The Effortless Experience™ team here at Challenger often hears from senior leaders within customer service organizations that they want to develop their reps’ soft skills because, in their words, “We need our people to be more human and less robotic with our customers.” In essence, organizations want their reps to connect with customers and show more emotion during the service interaction. Certainly, this is something customers want too because those interactions with reps who never genuinely acknowledge their pain make them feel undervalued and under-appreciated by the company.

Without emotion from the reps, too often this is what interactions sound like:

Rep: “Good afternoon, thank you for contacting Company X, how may I help you today?”

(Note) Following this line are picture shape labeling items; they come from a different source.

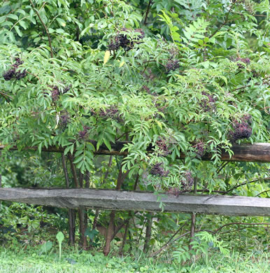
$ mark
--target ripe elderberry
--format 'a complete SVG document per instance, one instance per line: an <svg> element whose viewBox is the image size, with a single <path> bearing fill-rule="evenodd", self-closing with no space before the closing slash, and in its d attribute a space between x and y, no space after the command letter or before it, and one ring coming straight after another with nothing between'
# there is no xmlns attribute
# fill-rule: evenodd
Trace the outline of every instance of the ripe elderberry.
<svg viewBox="0 0 270 273"><path fill-rule="evenodd" d="M71 88L72 85L69 85L63 89L63 94L66 93Z"/></svg>
<svg viewBox="0 0 270 273"><path fill-rule="evenodd" d="M198 157L201 158L205 154L206 147L204 142L198 142L193 147L194 148L195 153Z"/></svg>
<svg viewBox="0 0 270 273"><path fill-rule="evenodd" d="M5 80L10 80L13 78L20 80L22 78L24 78L27 75L27 71L25 70L23 70L21 72L17 71L19 66L22 64L23 61L22 61L20 58L15 58L15 63L12 65L12 67L3 73L3 77Z"/></svg>
<svg viewBox="0 0 270 273"><path fill-rule="evenodd" d="M60 95L60 91L59 90L59 88L56 85L52 87L51 94L52 94L52 102L57 102L59 99L59 96Z"/></svg>
<svg viewBox="0 0 270 273"><path fill-rule="evenodd" d="M78 138L85 140L88 137L90 129L90 127L89 126L83 126L83 130L78 132Z"/></svg>
<svg viewBox="0 0 270 273"><path fill-rule="evenodd" d="M123 28L122 31L129 31L129 29ZM108 46L108 50L118 50L120 48L123 48L125 51L130 50L134 44L141 43L140 40L143 39L145 36L145 33L141 29L134 29L135 32L140 32L141 35L138 35L134 40L129 40L126 34L118 34L113 39L111 40L111 43Z"/></svg>
<svg viewBox="0 0 270 273"><path fill-rule="evenodd" d="M163 168L163 163L155 164L150 171L150 173L155 176L166 177L168 176L169 171L165 171Z"/></svg>
<svg viewBox="0 0 270 273"><path fill-rule="evenodd" d="M181 190L188 190L194 185L194 178L190 171L187 171L184 174L185 181L181 181Z"/></svg>
<svg viewBox="0 0 270 273"><path fill-rule="evenodd" d="M16 72L15 74L15 77L17 80L20 80L22 78L24 78L27 76L27 71L23 70L22 72Z"/></svg>
<svg viewBox="0 0 270 273"><path fill-rule="evenodd" d="M169 73L169 71L174 71L179 66L179 61L178 59L169 59L166 64L165 68L167 73Z"/></svg>
<svg viewBox="0 0 270 273"><path fill-rule="evenodd" d="M167 156L170 153L166 142L166 140L162 137L157 140L155 144L159 150L158 156Z"/></svg>
<svg viewBox="0 0 270 273"><path fill-rule="evenodd" d="M241 122L235 122L232 125L232 130L229 132L229 138L232 142L236 142L239 139L248 139L252 134L251 117L249 115L242 118Z"/></svg>
<svg viewBox="0 0 270 273"><path fill-rule="evenodd" d="M16 69L13 67L12 69L4 71L3 73L3 77L5 79L5 80L10 80L13 78L14 78L15 74L16 73Z"/></svg>
<svg viewBox="0 0 270 273"><path fill-rule="evenodd" d="M59 128L61 128L63 131L66 129L68 123L70 122L70 118L67 113L63 113L60 115L59 119Z"/></svg>
<svg viewBox="0 0 270 273"><path fill-rule="evenodd" d="M240 61L241 62L243 62L246 65L248 65L248 64L249 64L250 63L250 59L248 59L248 58L237 58L236 61ZM244 68L244 66L242 64L239 63L239 62L237 63L237 66L239 67L239 69Z"/></svg>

Customer: “Hi, I’m hoping you can help, my recent online order (a glass vase) just arrived, and when I reached into the box, I cut my hand because the vase broke in the delivery.”

Rep: “What’s your order number?”

If I’m the customer above (and yes, this is a real interaction), I’m ending this conversation pretty quickly because they clearly do not care about me and likely will not help me.

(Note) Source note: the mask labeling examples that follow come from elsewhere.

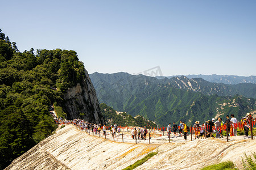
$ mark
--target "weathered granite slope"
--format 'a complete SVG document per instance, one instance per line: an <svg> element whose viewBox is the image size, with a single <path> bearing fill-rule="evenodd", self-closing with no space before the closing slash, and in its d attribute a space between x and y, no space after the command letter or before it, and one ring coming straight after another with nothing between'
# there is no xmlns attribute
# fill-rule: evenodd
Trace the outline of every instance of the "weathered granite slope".
<svg viewBox="0 0 256 170"><path fill-rule="evenodd" d="M226 142L208 138L163 144L116 142L68 125L15 159L6 169L122 169L151 151L158 154L135 169L200 169L227 160L242 169L243 153L251 155L255 150L256 140L250 139Z"/></svg>
<svg viewBox="0 0 256 170"><path fill-rule="evenodd" d="M104 124L96 92L87 71L81 83L68 89L62 105L68 119L81 118L97 124Z"/></svg>
<svg viewBox="0 0 256 170"><path fill-rule="evenodd" d="M68 125L15 159L6 169L122 169L158 146L113 142Z"/></svg>

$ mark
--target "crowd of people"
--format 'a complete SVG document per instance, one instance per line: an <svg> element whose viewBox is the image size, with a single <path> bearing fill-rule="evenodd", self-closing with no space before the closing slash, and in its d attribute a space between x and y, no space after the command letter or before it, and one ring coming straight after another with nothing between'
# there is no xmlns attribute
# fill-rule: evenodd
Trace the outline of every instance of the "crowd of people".
<svg viewBox="0 0 256 170"><path fill-rule="evenodd" d="M51 110L54 110L54 108L51 107ZM114 124L114 125L106 126L105 125L102 126L100 124L93 124L79 118L67 120L62 118L58 118L54 112L51 112L51 113L57 124L72 124L76 125L81 131L86 131L88 132L89 130L89 131L97 134L102 130L103 135L106 135L106 130L109 129L110 134L112 136L115 136L117 133L119 135L121 131L121 126L118 126L117 124ZM213 118L212 120L208 120L203 124L200 124L199 121L196 121L193 126L191 126L191 128L184 122L181 121L178 124L173 122L172 126L171 124L169 124L167 126L166 129L167 134L169 138L171 138L172 133L173 133L174 135L172 138L183 136L185 140L187 140L188 132L189 131L195 133L195 138L196 139L202 138L203 137L223 138L222 132L224 130L226 131L228 135L230 134L237 136L237 129L239 128L240 129L243 129L244 137L248 138L248 133L250 129L250 118L252 119L251 114L249 113L247 113L246 116L242 118L241 121L238 121L234 114L232 114L230 116L231 118L229 115L226 115L225 122L222 121L221 117L218 117L216 121ZM143 128L134 126L131 131L131 137L133 139L146 140L147 134L148 130L146 126ZM214 137L213 134L216 134L214 135Z"/></svg>
<svg viewBox="0 0 256 170"><path fill-rule="evenodd" d="M139 140L146 140L147 134L147 129L146 126L142 128L138 128L138 129L136 129L136 128L134 127L131 130L131 137L133 139L138 139Z"/></svg>

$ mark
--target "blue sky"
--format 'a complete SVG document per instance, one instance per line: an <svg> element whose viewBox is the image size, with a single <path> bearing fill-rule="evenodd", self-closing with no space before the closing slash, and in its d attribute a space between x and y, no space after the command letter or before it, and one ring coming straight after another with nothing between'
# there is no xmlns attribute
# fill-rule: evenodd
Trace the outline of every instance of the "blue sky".
<svg viewBox="0 0 256 170"><path fill-rule="evenodd" d="M256 75L255 1L5 1L23 52L74 50L89 73Z"/></svg>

So how can reps connect more with their customers?

One common way organizations encourage this more “human connection” is by asking reps to show empathy to customers. Everyone wants their reps to put him or herself in the customer’s shoes. However, improperly enforcing the use of empathy can cause reps to sometimes use scripting that sounds disingenuous because the customer’s context is not taken into account. This can be an unintended consequence of bad enforcement because reps will say certain phrases for performative reasons knowing it is safe to include it in the interaction. Although the whole point is to reduce the robotic nature of interactions, telling reps to show more empathy without properly teaching its use leads them to solely think about WHAT they are about to say to customers instead of HOW to personalize the interaction. Furthermore, with strict average handle time guidelines and rigid KPI scorecards at many organizations, reps fear being more human will open Pandora’s box and result in them losing control of the interaction.

Using inauthentic or empty statements like “I’m on your side,” “I’m sorry,” or “That must be frustrating” to try to sound empathetic (without actually being empathetic or channeling the customer’s context) is how reps miss the mark. Without being able to understand where customers are coming from and see why they are frustrated, reps can come across as insincere. Customers are often primed to think that reps care more about policies than them as people, so they can be cynical about statements like “I hear you” or “I’m here to help you.” Reps should try to connect with what the customer is thinking or feeling and reflect that back (as they might if a friend or family member was calling). If empathy is not authentic, customers will see right through it.

On the other hand, without also understanding empathy’s boundaries (and that it means something different to everyone), empathy can be misused, and worse yet, over-used in customer interactions.

You may be wondering; how can you really take empathy too far?

Let’s take a look.

Rep: “Good afternoon, thank you for contacting Company X, how may I help you today?”

Customer: “Hi, I’m hoping you can help, my recent online order (a glass vase) just arrived, and when I reached into the box, I cut my hand because the vase broke in the delivery.”

Rep: “I am so happy you are contacting us about this. I am so sorry this happened to you. Is your hand alright? You must be in so much pain! I cannot believe the vase broke in the delivery process. You must be so annoyed with our company. What’s your order number?”

If I’m the customer above, I am annoyed. There is too much emotion from the rep, and I do not appreciate the rep trying to feel for me. I just want to say how I feel and explain what happened, so they can send me a new one and fix their process to ensure this does not happen again.

When reps over-use empathy in interactions, it can sound patronizing to the customer and insincere and inauthentic. This is why getting empathy right is so important. It must be taught how and when to use it. Within our Effortless Experience Capabilities Builder program at Challenger, empathy is taught as one of five attributes of being an advocate for customers. Since empathy is not the only way to demonstrate advocacy, the way we teach it reduces risk that reps will over-use or use it improperly/insincerely. Our program helps provide some nuance that most organizations are missing today when they simply train their reps on “empathy.”